How I wrote a Domain-Specific Language (DSL)

In this post, I’ll go through the process of writing a domain-specific language (DSL) in Go.

Even though this a simple example, it can be a good starting point for anyone who wants to write their own DSL.

If you are like me, trying to make sense of how programming languages work under the hood, writing a DSL is a great way to get started. It is a fun exercise that can help you understand the basics of parsing and interpreting a language.

Before we get into the code, let’s define the language we want to implement.

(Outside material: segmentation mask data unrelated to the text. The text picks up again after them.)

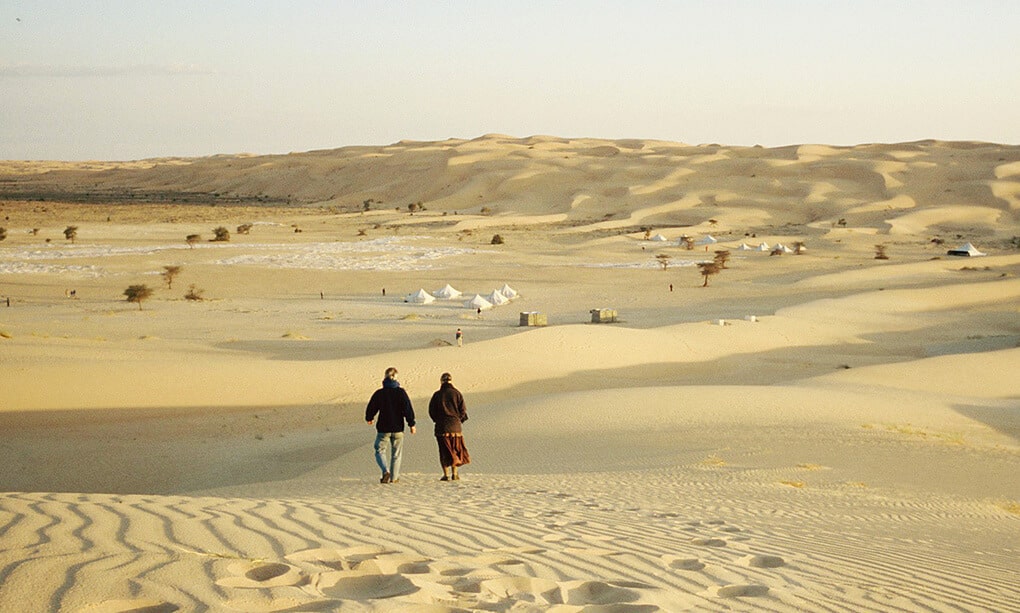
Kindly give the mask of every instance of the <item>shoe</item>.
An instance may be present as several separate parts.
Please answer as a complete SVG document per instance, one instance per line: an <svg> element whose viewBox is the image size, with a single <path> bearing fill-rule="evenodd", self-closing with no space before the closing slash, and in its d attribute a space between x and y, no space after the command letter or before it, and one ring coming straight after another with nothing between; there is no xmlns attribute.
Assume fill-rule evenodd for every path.
<svg viewBox="0 0 1020 613"><path fill-rule="evenodd" d="M400 479L391 479L390 483L400 483Z"/></svg>
<svg viewBox="0 0 1020 613"><path fill-rule="evenodd" d="M390 475L390 473L383 473L382 479L379 479L379 483L389 483L392 480L393 477Z"/></svg>
<svg viewBox="0 0 1020 613"><path fill-rule="evenodd" d="M453 477L451 477L451 479L453 479L454 481L460 481L460 475L454 475Z"/></svg>
<svg viewBox="0 0 1020 613"><path fill-rule="evenodd" d="M440 481L449 481L449 480L450 480L450 478L449 478L449 477L447 477L446 475L443 475L443 476L442 476L442 477L441 477L441 478L440 478L439 480L440 480Z"/></svg>

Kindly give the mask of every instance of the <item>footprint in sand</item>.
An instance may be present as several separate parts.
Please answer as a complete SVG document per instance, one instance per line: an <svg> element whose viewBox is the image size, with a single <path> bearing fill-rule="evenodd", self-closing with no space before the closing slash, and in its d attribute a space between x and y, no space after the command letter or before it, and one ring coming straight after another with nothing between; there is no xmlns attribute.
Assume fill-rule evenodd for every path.
<svg viewBox="0 0 1020 613"><path fill-rule="evenodd" d="M571 581L563 584L565 604L619 605L641 597L636 591L604 581Z"/></svg>
<svg viewBox="0 0 1020 613"><path fill-rule="evenodd" d="M397 598L414 594L421 588L404 575L378 575L336 571L320 577L317 586L323 596L341 600Z"/></svg>
<svg viewBox="0 0 1020 613"><path fill-rule="evenodd" d="M673 570L701 570L705 563L697 558L681 558L673 555L662 556L662 563Z"/></svg>
<svg viewBox="0 0 1020 613"><path fill-rule="evenodd" d="M560 586L549 579L537 577L498 577L478 584L483 595L536 604L563 604Z"/></svg>
<svg viewBox="0 0 1020 613"><path fill-rule="evenodd" d="M767 585L753 585L747 583L721 585L713 588L715 595L720 598L753 598L764 596L769 593Z"/></svg>
<svg viewBox="0 0 1020 613"><path fill-rule="evenodd" d="M173 613L180 607L160 600L104 600L80 609L81 613Z"/></svg>
<svg viewBox="0 0 1020 613"><path fill-rule="evenodd" d="M725 547L726 541L717 538L696 538L691 539L691 544L699 547Z"/></svg>
<svg viewBox="0 0 1020 613"><path fill-rule="evenodd" d="M358 545L342 549L307 549L292 553L287 559L292 562L310 562L333 570L353 570L366 560L399 553L378 545Z"/></svg>
<svg viewBox="0 0 1020 613"><path fill-rule="evenodd" d="M779 568L786 565L786 560L779 556L749 555L740 558L739 562L751 568Z"/></svg>
<svg viewBox="0 0 1020 613"><path fill-rule="evenodd" d="M293 566L279 562L255 563L239 562L228 567L233 577L225 577L216 582L220 587L238 587L261 589L269 587L285 587L304 585L308 582L301 571Z"/></svg>

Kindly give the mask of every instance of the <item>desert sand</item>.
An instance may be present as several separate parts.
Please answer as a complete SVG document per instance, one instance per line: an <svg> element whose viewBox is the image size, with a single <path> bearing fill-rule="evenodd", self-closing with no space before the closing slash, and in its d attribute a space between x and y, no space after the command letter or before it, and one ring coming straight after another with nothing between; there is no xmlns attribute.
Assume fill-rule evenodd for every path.
<svg viewBox="0 0 1020 613"><path fill-rule="evenodd" d="M1020 611L1020 147L488 135L0 197L0 610Z"/></svg>

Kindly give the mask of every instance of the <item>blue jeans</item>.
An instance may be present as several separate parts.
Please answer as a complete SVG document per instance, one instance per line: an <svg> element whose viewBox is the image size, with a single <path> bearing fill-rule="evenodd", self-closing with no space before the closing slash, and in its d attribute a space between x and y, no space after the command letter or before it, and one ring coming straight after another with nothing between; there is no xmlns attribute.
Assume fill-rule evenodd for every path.
<svg viewBox="0 0 1020 613"><path fill-rule="evenodd" d="M383 473L390 473L394 481L400 478L403 446L403 432L379 432L375 435L375 463Z"/></svg>

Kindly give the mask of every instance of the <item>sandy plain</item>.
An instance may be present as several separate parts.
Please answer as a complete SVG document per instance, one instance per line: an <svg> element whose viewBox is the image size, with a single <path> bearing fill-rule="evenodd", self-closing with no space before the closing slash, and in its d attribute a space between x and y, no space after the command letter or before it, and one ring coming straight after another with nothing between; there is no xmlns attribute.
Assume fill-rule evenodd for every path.
<svg viewBox="0 0 1020 613"><path fill-rule="evenodd" d="M1020 610L1018 147L488 135L0 195L0 610Z"/></svg>

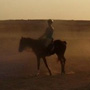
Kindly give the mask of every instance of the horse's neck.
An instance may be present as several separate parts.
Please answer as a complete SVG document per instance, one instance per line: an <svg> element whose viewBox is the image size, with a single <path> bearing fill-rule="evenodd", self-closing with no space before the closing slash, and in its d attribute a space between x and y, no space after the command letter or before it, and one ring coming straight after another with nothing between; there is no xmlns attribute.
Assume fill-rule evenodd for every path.
<svg viewBox="0 0 90 90"><path fill-rule="evenodd" d="M38 40L36 39L32 39L31 41L29 41L29 45L31 48L35 48L37 43L38 43Z"/></svg>
<svg viewBox="0 0 90 90"><path fill-rule="evenodd" d="M30 43L30 48L32 48L33 52L37 55L39 51L39 40L32 40Z"/></svg>

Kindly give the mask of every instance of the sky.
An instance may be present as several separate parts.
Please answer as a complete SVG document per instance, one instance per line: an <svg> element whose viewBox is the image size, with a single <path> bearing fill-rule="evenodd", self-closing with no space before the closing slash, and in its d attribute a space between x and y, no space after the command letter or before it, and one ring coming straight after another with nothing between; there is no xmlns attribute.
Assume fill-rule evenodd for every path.
<svg viewBox="0 0 90 90"><path fill-rule="evenodd" d="M90 20L90 0L0 0L0 20Z"/></svg>

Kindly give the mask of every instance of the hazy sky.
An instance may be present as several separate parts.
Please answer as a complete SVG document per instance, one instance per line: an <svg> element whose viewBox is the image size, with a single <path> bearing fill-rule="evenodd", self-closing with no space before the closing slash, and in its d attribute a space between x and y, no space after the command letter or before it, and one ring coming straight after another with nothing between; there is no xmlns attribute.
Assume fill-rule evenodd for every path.
<svg viewBox="0 0 90 90"><path fill-rule="evenodd" d="M0 20L90 20L90 0L0 0Z"/></svg>

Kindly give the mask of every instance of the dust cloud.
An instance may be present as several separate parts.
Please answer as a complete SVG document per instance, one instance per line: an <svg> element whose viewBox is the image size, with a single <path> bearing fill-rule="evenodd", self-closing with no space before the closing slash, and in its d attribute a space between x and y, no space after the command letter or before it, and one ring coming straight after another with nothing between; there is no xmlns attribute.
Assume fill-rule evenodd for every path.
<svg viewBox="0 0 90 90"><path fill-rule="evenodd" d="M46 26L45 20L0 21L0 77L27 77L36 73L36 56L33 52L18 52L19 41L22 36L39 38ZM90 22L55 20L53 26L54 39L67 42L66 73L89 73ZM47 57L47 61L53 75L60 73L56 55ZM42 60L40 70L41 75L48 73Z"/></svg>
<svg viewBox="0 0 90 90"><path fill-rule="evenodd" d="M67 50L65 53L67 63L69 61L72 62L70 58L78 62L78 59L85 59L86 61L90 57L89 25L90 22L85 21L54 21L54 39L61 39L67 42ZM1 73L8 73L9 69L9 72L13 71L13 69L15 69L14 71L16 72L21 69L21 71L19 70L20 73L28 74L32 74L32 68L34 68L33 73L36 71L36 56L33 52L28 53L24 51L19 53L19 41L22 36L34 39L39 38L44 33L46 27L47 22L44 20L0 22ZM49 59L48 63L52 71L59 72L60 65L56 63L56 55L47 57L47 59ZM3 63L5 63L5 65L3 65ZM54 63L56 63L56 65ZM41 60L41 71L43 71L43 67L44 65ZM23 72L23 69L25 69L25 72Z"/></svg>

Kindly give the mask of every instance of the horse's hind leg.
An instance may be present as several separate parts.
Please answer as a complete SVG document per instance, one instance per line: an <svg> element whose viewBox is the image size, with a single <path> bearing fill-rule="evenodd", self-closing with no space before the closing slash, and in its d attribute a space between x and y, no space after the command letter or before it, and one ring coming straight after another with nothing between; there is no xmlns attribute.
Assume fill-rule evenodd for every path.
<svg viewBox="0 0 90 90"><path fill-rule="evenodd" d="M37 57L37 70L38 70L37 72L37 76L38 76L40 73L40 58L39 57Z"/></svg>
<svg viewBox="0 0 90 90"><path fill-rule="evenodd" d="M65 58L64 56L63 56L62 58L63 58L63 60L64 60L64 65L65 65L65 62L66 62L66 58Z"/></svg>
<svg viewBox="0 0 90 90"><path fill-rule="evenodd" d="M61 63L61 74L65 74L65 57L64 56L59 56L58 59L60 60Z"/></svg>
<svg viewBox="0 0 90 90"><path fill-rule="evenodd" d="M48 67L48 64L47 64L47 61L46 61L46 58L45 58L45 57L43 58L43 61L44 61L45 66L47 67L47 69L48 69L48 71L49 71L49 74L52 75L51 70L50 70L49 67Z"/></svg>

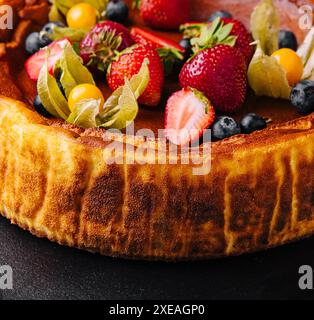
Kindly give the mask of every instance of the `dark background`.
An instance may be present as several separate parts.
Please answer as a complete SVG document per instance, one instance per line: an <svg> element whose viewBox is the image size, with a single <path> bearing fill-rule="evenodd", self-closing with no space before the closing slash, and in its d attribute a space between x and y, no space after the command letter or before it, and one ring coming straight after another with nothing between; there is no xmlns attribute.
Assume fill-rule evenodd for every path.
<svg viewBox="0 0 314 320"><path fill-rule="evenodd" d="M242 257L193 263L113 259L38 239L0 218L0 265L14 270L3 299L314 299L298 288L314 268L314 238Z"/></svg>

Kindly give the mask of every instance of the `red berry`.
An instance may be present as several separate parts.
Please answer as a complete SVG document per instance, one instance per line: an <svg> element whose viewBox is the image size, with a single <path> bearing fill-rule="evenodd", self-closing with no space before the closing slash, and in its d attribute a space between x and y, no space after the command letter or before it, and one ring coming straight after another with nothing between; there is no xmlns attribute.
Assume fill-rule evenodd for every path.
<svg viewBox="0 0 314 320"><path fill-rule="evenodd" d="M176 49L182 53L184 52L184 48L181 47L176 41L160 36L156 32L133 27L131 29L131 35L137 43L152 44L156 48L170 48Z"/></svg>
<svg viewBox="0 0 314 320"><path fill-rule="evenodd" d="M107 73L107 82L111 90L123 86L125 77L130 79L140 71L145 58L149 60L150 81L139 103L154 107L160 102L165 76L163 63L157 51L151 46L134 45L123 51L111 63Z"/></svg>
<svg viewBox="0 0 314 320"><path fill-rule="evenodd" d="M80 45L80 55L85 64L93 60L92 64L106 69L116 51L122 51L133 44L129 30L122 24L104 21L96 24L85 36Z"/></svg>
<svg viewBox="0 0 314 320"><path fill-rule="evenodd" d="M189 0L140 0L145 23L153 28L178 29L189 20Z"/></svg>
<svg viewBox="0 0 314 320"><path fill-rule="evenodd" d="M238 48L242 52L242 54L245 56L247 64L249 64L254 54L254 47L251 45L253 42L251 34L248 32L244 24L239 20L232 18L222 18L222 20L225 24L233 24L230 35L237 37L235 48Z"/></svg>
<svg viewBox="0 0 314 320"><path fill-rule="evenodd" d="M203 92L215 109L233 112L246 97L247 64L244 56L226 45L200 51L186 62L180 73L182 88L193 87Z"/></svg>
<svg viewBox="0 0 314 320"><path fill-rule="evenodd" d="M174 144L186 146L197 141L214 120L214 108L201 92L192 88L182 89L167 102L166 137Z"/></svg>
<svg viewBox="0 0 314 320"><path fill-rule="evenodd" d="M48 57L48 70L50 74L53 74L53 69L56 62L61 58L63 49L70 41L67 38L52 42L49 48L49 57ZM39 77L39 72L44 65L46 60L46 50L39 50L25 62L25 70L33 81L37 81Z"/></svg>

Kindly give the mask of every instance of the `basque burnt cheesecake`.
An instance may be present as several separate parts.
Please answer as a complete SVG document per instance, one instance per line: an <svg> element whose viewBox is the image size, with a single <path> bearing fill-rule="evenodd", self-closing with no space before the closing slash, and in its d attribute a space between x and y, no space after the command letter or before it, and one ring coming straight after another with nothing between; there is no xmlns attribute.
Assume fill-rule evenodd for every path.
<svg viewBox="0 0 314 320"><path fill-rule="evenodd" d="M69 1L71 6L66 13L60 11L58 1L52 7L45 0L3 1L14 9L14 30L0 34L0 212L4 217L59 244L108 256L152 260L240 255L314 233L314 114L313 109L307 109L311 108L309 100L305 106L290 101L290 96L296 99L292 98L293 93L305 84L294 81L295 74L290 77L288 71L281 72L279 63L274 62L277 51L266 54L274 43L269 35L265 37L264 52L263 39L259 38L245 47L246 54L240 54L241 50L235 47L241 36L251 39L250 43L253 39L250 33L235 36L228 20L235 18L247 28L253 26L255 39L260 31L254 29L254 14L258 18L262 6L271 7L272 1L183 0L182 8L177 8L171 19L150 15L145 7L150 0L138 3L139 11L131 9L130 1L126 1L129 20L124 3L110 11L103 1L104 8L96 8L101 16L126 27L126 31L119 29L123 36L118 42L111 37L111 31L104 34L95 29L99 28L99 14L95 21L88 21L89 33L75 27L77 21L71 10L77 9L74 7L81 5L80 1ZM274 2L281 5L280 28L293 31L298 43L303 43L298 50L304 60L302 74L308 70L311 34L307 36L309 30L299 28L299 9L303 5L311 7L312 3ZM259 3L259 9L254 11ZM87 9L93 12L92 8ZM170 9L173 12L175 8ZM186 10L186 16L180 10ZM218 20L211 16L213 13L220 16ZM42 27L49 20L48 14L51 21L60 23L51 33L56 38L45 43L47 50L35 50L40 42L30 41L29 35L34 33L34 37L41 37L38 41L46 41L44 37L49 36L50 30L43 33ZM199 22L209 17L209 23ZM277 24L279 27L275 11L269 16L269 23L274 29ZM233 20L231 26L234 24L237 22ZM180 25L192 49L184 48L180 42L182 34L176 31ZM104 24L101 26L104 28ZM155 30L151 32L148 26ZM111 27L112 24L106 30ZM202 42L209 31L215 39ZM109 49L99 46L103 44L99 35L101 41L110 39ZM98 47L91 54L95 39ZM167 44L161 46L160 39ZM205 48L217 39L223 43ZM192 57L183 57L190 49L194 50ZM77 58L78 51L81 60ZM120 53L116 56L117 51ZM140 62L143 51L145 59ZM171 57L185 59L184 65L179 62L166 76L168 60L163 65L160 59L165 51ZM216 77L207 77L205 87L196 88L199 75L190 64L197 57L205 59L205 53L211 54L209 60L228 58L228 63L222 64L229 66L230 77L226 81L231 86L229 80L236 78L239 88L237 92L231 90L232 101L227 99L228 88L215 87L215 80L225 69L218 69ZM258 64L261 58L269 70L276 69L271 81L265 80L270 75L268 69ZM73 67L72 61L75 79L67 73ZM240 69L230 67L235 61ZM136 72L121 80L121 70L125 69ZM176 69L180 69L179 77ZM189 77L191 70L195 72ZM203 77L214 71L209 65L200 74ZM77 80L78 75L84 81ZM69 87L71 81L81 90L86 90L88 84L93 99L77 103L78 93L73 91L77 89ZM246 89L248 86L251 89ZM36 99L40 101L34 107ZM95 105L97 101L100 105ZM300 109L302 113L298 112ZM246 125L248 116L255 117L253 112L262 121L258 130L252 129L259 126L258 121ZM175 121L179 116L178 124ZM125 129L126 119L134 120L135 134ZM219 122L221 119L225 122ZM182 123L197 125L196 133L188 138L178 133ZM223 136L230 130L223 127L226 123L234 124L234 133ZM159 129L166 128L165 148L160 150L160 140L138 132L145 128L155 136ZM215 142L207 143L203 138L199 148L193 143L189 147L183 145L198 141L205 128L212 129ZM122 129L122 134L110 129ZM115 154L108 148L112 145ZM179 145L180 152L175 155L169 152L173 145ZM132 162L134 155L136 161ZM199 162L193 162L194 156ZM204 164L206 170L202 173Z"/></svg>

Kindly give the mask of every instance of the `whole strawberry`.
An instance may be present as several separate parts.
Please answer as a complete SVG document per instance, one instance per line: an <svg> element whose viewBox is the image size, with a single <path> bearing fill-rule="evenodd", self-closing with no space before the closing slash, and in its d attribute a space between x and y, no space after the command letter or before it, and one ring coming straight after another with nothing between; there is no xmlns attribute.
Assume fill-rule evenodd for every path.
<svg viewBox="0 0 314 320"><path fill-rule="evenodd" d="M105 71L116 51L122 51L133 44L129 30L122 24L104 21L96 24L85 36L80 44L80 55L85 64Z"/></svg>
<svg viewBox="0 0 314 320"><path fill-rule="evenodd" d="M140 71L145 58L149 60L150 80L139 103L155 107L160 102L165 75L163 63L152 46L137 44L121 52L108 69L107 82L111 90L121 87L125 77L130 79Z"/></svg>
<svg viewBox="0 0 314 320"><path fill-rule="evenodd" d="M190 0L135 0L144 22L157 29L178 29L189 20Z"/></svg>
<svg viewBox="0 0 314 320"><path fill-rule="evenodd" d="M239 20L232 18L222 18L221 20L225 24L233 24L230 35L237 37L235 48L238 48L242 52L242 54L245 56L247 64L249 65L254 54L254 47L251 45L253 42L251 34L248 32L245 25Z"/></svg>
<svg viewBox="0 0 314 320"><path fill-rule="evenodd" d="M238 110L246 97L246 61L242 53L229 45L201 50L186 62L180 73L182 88L203 92L222 112Z"/></svg>

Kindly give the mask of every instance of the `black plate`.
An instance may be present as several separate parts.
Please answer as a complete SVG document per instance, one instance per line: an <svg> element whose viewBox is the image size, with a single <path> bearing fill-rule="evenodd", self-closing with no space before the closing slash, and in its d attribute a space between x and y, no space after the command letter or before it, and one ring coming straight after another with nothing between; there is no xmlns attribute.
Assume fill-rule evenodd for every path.
<svg viewBox="0 0 314 320"><path fill-rule="evenodd" d="M112 259L38 239L0 218L0 265L14 270L3 299L313 299L298 287L314 268L314 238L242 257L194 263Z"/></svg>

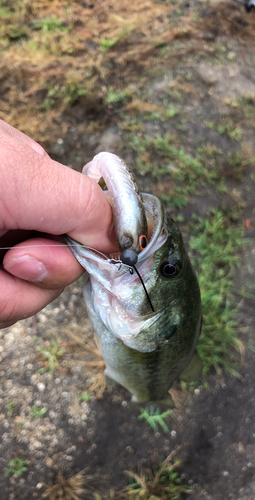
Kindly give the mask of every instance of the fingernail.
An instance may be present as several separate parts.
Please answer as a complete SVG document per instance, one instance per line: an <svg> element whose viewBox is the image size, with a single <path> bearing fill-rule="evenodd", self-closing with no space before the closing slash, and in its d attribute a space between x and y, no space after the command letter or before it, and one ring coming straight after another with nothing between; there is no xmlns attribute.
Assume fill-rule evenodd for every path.
<svg viewBox="0 0 255 500"><path fill-rule="evenodd" d="M42 281L48 274L45 264L31 255L8 260L4 269L17 278L32 282Z"/></svg>

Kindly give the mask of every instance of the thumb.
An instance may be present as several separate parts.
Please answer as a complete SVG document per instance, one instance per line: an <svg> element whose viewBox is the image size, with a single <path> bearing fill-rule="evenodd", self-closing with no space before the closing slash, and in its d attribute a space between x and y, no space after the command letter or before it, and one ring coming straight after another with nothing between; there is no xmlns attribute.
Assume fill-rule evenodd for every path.
<svg viewBox="0 0 255 500"><path fill-rule="evenodd" d="M0 138L0 230L68 233L84 245L116 251L111 206L92 179L11 136Z"/></svg>

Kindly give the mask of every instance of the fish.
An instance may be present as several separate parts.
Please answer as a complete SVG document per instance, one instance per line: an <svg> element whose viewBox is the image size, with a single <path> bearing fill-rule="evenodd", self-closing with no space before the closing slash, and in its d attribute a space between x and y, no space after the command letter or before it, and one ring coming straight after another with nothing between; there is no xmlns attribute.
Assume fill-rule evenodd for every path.
<svg viewBox="0 0 255 500"><path fill-rule="evenodd" d="M84 298L104 357L106 384L121 384L133 403L157 401L172 408L169 389L174 381L194 380L202 370L196 350L200 289L181 231L157 197L139 193L134 176L123 186L130 171L116 155L99 153L84 173L97 182L104 178L118 221L119 253L104 255L66 237L87 271ZM131 262L126 259L129 250Z"/></svg>

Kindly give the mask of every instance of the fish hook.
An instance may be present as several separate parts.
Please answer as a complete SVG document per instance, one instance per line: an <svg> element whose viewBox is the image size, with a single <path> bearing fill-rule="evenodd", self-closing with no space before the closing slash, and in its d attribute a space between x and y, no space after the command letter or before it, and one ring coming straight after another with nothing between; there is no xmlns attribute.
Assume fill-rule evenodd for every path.
<svg viewBox="0 0 255 500"><path fill-rule="evenodd" d="M151 306L151 309L153 312L155 312L155 309L152 305L152 302L151 302L151 299L150 299L150 296L146 290L146 286L143 282L143 279L142 279L142 276L140 275L138 269L135 267L135 264L137 263L137 260L138 260L138 255L137 253L135 252L135 250L133 250L132 248L126 248L126 250L123 250L123 252L121 253L120 255L120 260L121 262L123 262L123 264L126 264L127 266L130 266L130 269L129 269L129 272L130 274L133 274L134 270L138 276L138 278L140 279L142 285L143 285L143 289L145 291L145 294L146 294L146 297L148 299L148 302Z"/></svg>

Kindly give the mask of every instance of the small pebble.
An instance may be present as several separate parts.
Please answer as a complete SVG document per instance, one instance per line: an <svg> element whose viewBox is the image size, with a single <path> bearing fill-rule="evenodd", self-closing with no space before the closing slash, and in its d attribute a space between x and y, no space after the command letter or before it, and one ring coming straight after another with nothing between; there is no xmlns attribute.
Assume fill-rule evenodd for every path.
<svg viewBox="0 0 255 500"><path fill-rule="evenodd" d="M39 384L37 384L37 389L40 392L45 391L45 384L43 384L42 382L39 382Z"/></svg>

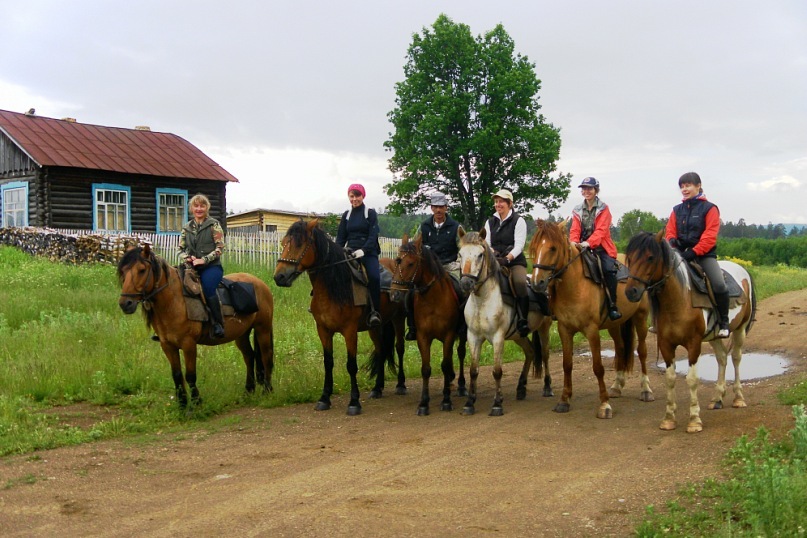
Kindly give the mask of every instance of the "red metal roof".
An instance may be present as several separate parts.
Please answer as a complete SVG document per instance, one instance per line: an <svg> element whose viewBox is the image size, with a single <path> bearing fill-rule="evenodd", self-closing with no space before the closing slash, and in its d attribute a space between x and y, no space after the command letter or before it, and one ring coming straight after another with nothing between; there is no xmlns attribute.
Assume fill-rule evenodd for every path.
<svg viewBox="0 0 807 538"><path fill-rule="evenodd" d="M103 127L0 110L0 131L40 166L235 181L199 148L171 133Z"/></svg>

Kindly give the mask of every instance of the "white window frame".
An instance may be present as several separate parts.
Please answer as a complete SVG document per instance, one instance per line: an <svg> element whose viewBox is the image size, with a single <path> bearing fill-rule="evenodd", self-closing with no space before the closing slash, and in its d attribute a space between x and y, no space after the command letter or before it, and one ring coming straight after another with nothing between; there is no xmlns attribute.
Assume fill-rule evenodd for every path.
<svg viewBox="0 0 807 538"><path fill-rule="evenodd" d="M9 192L14 191L22 192L22 207L10 209L7 205L7 196ZM21 228L23 226L28 226L28 183L26 181L11 181L5 185L0 185L0 199L2 199L3 202L2 226L4 228L10 228L12 226ZM21 213L21 218L15 218L14 223L12 224L9 214L17 215L18 213ZM21 220L22 222L18 222L18 220Z"/></svg>
<svg viewBox="0 0 807 538"><path fill-rule="evenodd" d="M110 208L114 208L113 211L113 218L119 216L123 216L124 224L123 229L118 228L108 228L102 227L101 223L98 222L98 211L99 211L99 202L98 202L98 195L99 193L110 193L110 194L118 194L118 195L125 195L125 202L121 203L120 201L104 201L104 206L109 206ZM118 210L118 208L122 207L122 212ZM104 220L108 220L104 219ZM105 223L106 224L106 223ZM92 186L92 229L96 232L125 232L130 233L132 231L132 189L131 187L126 187L124 185L115 185L112 183L94 183Z"/></svg>
<svg viewBox="0 0 807 538"><path fill-rule="evenodd" d="M169 196L182 196L183 203L178 206L168 206L169 209L176 211L179 217L179 228L176 230L163 230L162 229L162 211L160 206L160 198L163 195ZM188 221L188 191L182 189L157 189L156 192L156 207L157 207L157 229L155 230L159 235L179 235L182 231L182 225Z"/></svg>

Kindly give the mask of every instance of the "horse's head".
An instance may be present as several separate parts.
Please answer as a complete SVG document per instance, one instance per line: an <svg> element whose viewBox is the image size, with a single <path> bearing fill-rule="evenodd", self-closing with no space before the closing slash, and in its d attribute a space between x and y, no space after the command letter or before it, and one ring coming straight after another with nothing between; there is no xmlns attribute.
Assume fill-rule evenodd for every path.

My choice was to write a language that can be used to generate HTML code without using the actual HTML syntax. I called it HTnoML (Hypertext no Markup Language), and it looks like this:

{:html
  {:head
    {:meta charset[utf-8]}
    {:title > This is a HTML5 template}
    {:meta name[description] content[This is a HTML5 template]}
    {:meta name[author] content[Radu Lucut]}
    {:link rel[stylesheet] href[css/style.css]}
  }
  {:body
    {class[container main] > This is HTnoML syntax}
  }
}

{} represents an element. The tag name can be specified by adding a : followed by the name otherwise it defaults to div.
attributes are separated by whitespace and can have a value inside [].
> is followed by the text content of the element.

Now that we have the rules, let’s write the code.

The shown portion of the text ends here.